By THE NATION
Published on February 15, 2011
Thai Army chief Prayuth Chan-o-cha said yesterday he believed armed conflict with neighbouring Cambodia would cease following the United Nations Security Council meeting.
The situation along the border area adjacent to the Hindu temple at Preah Vihear was calm. Villagers had already returned home, he said, and the Army had deployed troops in many locations to prevent more clashes.
"The number of troops stationed at border areas is enough to protect the country," he said.
Thailand and Cambodia are at loggerheads over the boundary issue and skirmishes on February 4-7 in the Preah Vihear vicinity killed at least 10 people, including Thai and Cambodian civilians.
Thai and Cambodian foreign ministers have gone to New York to discuss the conflict at the UN Security Council, which wants to end the fighting. Both sides have blamed each other for starting the border flare-up.
Phnom Penh has asked the UN to ensure a 'permanent cease-fire' at Preah Vihear, which was listed as a World Heritage Site in 2008.
Thailand has insisted on bilateral talks to end the conflict, and doubts whether the UN will agree with Phnom Penh's proposal.
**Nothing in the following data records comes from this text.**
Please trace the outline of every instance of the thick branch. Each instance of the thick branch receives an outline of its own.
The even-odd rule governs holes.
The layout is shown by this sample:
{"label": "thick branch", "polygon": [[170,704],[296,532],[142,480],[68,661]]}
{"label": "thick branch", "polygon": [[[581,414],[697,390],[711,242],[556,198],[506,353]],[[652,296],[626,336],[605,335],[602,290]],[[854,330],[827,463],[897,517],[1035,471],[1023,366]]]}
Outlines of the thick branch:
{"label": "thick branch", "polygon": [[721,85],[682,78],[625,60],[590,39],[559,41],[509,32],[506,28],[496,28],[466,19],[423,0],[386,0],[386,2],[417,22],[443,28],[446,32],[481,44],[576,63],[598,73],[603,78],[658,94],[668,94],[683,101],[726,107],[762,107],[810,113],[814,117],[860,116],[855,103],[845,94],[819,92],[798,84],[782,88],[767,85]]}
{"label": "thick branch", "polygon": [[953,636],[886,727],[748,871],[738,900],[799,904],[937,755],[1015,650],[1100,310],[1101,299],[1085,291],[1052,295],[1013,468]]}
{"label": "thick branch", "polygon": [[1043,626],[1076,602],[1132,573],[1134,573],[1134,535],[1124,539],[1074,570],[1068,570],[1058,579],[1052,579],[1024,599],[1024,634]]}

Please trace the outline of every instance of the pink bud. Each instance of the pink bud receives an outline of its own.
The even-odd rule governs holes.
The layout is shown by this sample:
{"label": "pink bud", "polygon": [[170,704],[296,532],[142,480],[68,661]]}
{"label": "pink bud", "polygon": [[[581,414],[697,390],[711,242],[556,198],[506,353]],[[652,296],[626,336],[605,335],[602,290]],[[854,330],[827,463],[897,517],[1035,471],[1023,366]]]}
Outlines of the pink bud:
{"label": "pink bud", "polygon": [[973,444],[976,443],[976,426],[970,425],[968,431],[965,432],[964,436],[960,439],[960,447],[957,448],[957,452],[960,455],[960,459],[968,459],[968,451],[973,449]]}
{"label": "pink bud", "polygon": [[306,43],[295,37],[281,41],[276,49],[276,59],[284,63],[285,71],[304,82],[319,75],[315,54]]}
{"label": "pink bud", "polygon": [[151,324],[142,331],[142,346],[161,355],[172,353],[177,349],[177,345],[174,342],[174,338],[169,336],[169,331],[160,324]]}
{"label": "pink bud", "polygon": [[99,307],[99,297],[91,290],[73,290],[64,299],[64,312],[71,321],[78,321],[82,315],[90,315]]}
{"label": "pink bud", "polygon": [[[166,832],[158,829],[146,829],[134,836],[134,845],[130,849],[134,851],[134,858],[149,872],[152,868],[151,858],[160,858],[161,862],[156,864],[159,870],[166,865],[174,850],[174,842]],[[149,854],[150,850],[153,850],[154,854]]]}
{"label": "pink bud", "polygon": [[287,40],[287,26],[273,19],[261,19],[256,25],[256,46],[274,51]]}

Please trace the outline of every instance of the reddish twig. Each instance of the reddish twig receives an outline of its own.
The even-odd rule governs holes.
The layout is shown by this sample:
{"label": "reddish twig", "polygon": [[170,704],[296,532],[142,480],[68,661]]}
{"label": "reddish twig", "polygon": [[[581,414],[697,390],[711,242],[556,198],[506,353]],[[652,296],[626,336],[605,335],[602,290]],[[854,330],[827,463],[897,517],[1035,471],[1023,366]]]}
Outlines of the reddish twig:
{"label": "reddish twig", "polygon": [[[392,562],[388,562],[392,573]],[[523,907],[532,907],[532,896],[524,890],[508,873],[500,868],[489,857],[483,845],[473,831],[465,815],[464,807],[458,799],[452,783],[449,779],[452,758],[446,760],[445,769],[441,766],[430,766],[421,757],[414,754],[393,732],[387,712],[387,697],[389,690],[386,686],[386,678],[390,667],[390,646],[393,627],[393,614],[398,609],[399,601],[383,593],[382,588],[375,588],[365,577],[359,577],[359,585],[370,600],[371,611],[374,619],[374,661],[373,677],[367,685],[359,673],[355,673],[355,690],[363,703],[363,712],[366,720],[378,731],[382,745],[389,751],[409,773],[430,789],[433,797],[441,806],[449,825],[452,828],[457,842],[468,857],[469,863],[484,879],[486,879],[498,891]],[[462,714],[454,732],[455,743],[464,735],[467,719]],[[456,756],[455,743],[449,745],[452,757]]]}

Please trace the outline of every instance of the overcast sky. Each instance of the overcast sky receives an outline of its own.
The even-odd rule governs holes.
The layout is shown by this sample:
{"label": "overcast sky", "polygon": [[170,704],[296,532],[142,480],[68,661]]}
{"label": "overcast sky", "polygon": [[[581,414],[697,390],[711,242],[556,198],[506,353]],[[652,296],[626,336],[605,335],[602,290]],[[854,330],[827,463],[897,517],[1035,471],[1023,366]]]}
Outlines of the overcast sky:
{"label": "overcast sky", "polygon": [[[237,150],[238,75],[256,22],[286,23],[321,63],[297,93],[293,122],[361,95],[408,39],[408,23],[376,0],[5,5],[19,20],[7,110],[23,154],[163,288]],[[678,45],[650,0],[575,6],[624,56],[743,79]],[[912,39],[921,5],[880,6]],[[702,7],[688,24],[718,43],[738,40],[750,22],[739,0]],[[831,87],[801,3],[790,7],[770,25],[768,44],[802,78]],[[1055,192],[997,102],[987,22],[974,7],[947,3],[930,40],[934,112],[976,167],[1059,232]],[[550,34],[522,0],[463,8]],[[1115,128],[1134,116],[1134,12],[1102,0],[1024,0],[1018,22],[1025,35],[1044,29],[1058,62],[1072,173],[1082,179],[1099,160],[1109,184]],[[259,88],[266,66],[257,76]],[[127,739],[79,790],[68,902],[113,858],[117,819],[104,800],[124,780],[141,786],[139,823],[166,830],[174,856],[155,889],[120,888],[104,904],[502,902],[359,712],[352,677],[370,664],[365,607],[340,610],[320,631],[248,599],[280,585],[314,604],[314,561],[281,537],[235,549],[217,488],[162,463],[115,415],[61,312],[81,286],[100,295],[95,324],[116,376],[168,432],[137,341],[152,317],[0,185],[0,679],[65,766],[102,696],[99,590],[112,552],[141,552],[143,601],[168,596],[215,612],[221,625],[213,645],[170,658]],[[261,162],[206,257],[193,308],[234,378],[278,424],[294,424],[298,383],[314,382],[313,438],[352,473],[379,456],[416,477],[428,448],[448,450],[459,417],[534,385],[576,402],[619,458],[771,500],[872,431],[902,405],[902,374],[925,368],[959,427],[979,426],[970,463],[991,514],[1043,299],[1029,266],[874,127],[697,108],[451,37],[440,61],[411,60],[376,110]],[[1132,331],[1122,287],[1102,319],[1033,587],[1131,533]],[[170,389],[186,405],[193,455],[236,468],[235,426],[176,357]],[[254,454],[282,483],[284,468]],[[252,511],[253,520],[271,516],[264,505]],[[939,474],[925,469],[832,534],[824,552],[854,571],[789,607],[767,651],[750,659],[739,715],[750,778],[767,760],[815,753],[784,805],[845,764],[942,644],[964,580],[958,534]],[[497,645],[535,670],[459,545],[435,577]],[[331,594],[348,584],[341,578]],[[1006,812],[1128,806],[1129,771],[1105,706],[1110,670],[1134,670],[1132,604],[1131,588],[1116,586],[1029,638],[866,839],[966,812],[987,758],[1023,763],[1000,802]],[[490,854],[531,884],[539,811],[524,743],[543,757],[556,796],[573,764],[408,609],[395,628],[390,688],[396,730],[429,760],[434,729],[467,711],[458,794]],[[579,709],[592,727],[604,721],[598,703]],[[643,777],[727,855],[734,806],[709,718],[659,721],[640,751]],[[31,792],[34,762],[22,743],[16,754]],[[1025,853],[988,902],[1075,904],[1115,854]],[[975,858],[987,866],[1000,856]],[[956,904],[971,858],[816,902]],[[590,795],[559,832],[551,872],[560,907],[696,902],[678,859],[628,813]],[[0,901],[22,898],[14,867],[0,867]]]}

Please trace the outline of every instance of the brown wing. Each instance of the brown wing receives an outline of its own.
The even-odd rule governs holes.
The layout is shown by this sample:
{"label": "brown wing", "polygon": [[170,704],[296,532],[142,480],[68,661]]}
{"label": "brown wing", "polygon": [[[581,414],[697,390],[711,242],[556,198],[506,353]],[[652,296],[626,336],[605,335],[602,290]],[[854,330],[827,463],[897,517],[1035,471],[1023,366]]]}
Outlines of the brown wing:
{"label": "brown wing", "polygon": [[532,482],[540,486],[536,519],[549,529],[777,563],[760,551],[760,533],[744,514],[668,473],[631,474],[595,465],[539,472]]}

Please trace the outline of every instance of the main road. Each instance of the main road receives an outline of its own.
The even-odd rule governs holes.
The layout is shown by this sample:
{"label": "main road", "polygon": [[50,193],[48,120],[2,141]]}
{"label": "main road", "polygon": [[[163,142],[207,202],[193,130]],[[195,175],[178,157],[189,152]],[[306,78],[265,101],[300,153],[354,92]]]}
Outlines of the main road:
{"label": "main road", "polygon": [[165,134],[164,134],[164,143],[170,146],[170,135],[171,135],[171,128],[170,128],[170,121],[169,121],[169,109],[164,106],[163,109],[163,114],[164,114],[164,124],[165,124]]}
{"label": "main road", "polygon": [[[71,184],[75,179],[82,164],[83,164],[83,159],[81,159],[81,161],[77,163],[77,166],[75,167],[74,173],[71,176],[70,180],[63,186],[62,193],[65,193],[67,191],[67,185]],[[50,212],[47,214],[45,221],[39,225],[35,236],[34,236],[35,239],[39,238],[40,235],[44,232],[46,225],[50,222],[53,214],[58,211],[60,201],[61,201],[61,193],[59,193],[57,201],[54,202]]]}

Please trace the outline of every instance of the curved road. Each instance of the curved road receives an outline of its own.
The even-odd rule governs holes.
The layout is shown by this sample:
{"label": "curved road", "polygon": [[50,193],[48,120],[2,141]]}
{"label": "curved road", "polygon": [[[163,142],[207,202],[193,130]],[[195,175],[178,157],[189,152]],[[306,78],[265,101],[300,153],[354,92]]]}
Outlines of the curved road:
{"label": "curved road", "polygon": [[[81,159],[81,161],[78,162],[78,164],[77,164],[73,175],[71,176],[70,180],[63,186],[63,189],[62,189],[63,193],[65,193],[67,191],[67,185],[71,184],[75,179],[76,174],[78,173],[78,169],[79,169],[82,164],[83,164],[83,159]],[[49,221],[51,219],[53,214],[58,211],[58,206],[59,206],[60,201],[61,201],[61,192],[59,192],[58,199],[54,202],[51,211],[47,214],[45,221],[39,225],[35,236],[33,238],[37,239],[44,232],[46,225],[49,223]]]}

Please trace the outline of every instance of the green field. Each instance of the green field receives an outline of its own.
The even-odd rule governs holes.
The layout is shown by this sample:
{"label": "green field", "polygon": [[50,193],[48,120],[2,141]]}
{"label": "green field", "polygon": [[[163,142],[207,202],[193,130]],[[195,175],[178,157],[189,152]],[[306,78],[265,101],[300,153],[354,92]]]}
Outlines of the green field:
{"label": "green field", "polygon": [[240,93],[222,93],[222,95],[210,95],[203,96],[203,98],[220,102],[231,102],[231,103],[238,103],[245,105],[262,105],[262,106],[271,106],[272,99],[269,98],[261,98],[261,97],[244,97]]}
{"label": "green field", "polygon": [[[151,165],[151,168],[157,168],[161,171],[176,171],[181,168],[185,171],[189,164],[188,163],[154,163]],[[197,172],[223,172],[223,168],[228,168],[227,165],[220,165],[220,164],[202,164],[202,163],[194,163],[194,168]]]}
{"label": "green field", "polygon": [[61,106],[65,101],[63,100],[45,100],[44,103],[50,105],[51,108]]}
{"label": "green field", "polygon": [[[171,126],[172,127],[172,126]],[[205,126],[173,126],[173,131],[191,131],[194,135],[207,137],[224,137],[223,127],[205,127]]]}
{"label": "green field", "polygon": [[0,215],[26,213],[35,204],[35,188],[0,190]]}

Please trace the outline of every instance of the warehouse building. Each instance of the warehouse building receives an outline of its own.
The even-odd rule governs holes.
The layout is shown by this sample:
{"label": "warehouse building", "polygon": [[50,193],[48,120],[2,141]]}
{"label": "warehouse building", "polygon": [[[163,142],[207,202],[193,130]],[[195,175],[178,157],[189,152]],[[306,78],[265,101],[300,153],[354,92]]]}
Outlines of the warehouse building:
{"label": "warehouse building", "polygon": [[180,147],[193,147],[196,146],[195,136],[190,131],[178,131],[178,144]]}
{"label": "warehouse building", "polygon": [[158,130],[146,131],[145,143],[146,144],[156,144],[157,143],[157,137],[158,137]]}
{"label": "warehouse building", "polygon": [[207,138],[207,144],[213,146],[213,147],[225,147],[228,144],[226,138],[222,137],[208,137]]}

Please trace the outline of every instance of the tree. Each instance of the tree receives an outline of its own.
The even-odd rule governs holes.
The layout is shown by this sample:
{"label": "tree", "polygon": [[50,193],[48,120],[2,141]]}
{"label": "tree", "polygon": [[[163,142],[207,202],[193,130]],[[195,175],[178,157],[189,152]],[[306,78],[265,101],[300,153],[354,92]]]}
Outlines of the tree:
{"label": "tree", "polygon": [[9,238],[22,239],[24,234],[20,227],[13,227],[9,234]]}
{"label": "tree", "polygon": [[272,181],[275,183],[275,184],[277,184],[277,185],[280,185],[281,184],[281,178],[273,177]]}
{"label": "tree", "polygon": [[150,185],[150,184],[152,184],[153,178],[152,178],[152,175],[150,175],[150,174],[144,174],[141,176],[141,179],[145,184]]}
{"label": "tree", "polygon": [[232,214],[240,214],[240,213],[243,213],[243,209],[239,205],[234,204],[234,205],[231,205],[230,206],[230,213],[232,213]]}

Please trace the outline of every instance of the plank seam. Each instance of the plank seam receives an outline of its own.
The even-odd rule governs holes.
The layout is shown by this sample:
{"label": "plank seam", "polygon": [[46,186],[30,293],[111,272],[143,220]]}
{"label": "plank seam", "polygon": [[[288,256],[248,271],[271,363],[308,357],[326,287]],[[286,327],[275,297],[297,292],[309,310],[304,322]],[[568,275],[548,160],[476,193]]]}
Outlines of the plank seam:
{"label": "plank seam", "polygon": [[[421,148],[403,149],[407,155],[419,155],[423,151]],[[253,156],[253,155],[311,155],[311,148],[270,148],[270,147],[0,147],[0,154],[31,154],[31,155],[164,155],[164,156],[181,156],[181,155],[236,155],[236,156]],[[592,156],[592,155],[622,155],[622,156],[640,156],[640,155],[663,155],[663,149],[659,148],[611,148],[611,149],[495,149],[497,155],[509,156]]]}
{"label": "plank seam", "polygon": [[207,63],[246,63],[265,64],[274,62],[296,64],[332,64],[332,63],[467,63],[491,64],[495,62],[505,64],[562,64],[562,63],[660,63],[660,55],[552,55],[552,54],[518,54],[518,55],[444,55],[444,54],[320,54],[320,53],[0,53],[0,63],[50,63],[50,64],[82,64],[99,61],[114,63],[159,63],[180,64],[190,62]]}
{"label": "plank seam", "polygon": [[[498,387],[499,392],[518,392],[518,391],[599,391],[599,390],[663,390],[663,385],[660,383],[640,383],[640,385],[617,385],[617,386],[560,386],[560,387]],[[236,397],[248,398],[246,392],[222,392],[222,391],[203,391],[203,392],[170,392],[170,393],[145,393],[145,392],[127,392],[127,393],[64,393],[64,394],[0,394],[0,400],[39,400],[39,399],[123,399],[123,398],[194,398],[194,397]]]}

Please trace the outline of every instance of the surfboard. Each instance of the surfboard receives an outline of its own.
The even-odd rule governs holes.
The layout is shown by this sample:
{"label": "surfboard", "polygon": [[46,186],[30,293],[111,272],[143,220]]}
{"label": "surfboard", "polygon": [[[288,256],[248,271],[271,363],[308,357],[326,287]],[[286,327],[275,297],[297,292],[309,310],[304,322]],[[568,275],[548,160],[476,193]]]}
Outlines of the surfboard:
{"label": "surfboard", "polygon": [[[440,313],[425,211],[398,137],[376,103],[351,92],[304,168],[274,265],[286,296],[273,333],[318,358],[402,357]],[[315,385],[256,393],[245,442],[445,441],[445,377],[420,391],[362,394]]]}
The Association of Southeast Asian Nations (Asean) also wants a role in mediating the conflict between two of its members.
Indonesia, the current chair of the regional group, will convene a meeting in Jakarta on Feb 22 to explore ways to settle the dispute.
Indonesian Foreign Minister Marty Natalegawa was also at the UNSC meeting in New York with his Thai and Cambodian counterparts. He expected the UNSC to throw the issue back to the regional forum, Asean.
However observers say Asean is unlikely to have any concrete ideas on settling the conflict and bringing permanent peace between the two countries.
Diplomatic sources said Asean would hold an informal meeting late this month, avoiding formality or direct mediation. Bangkok would feel uncomfortable with any mediation of the conflict, the diplomats said.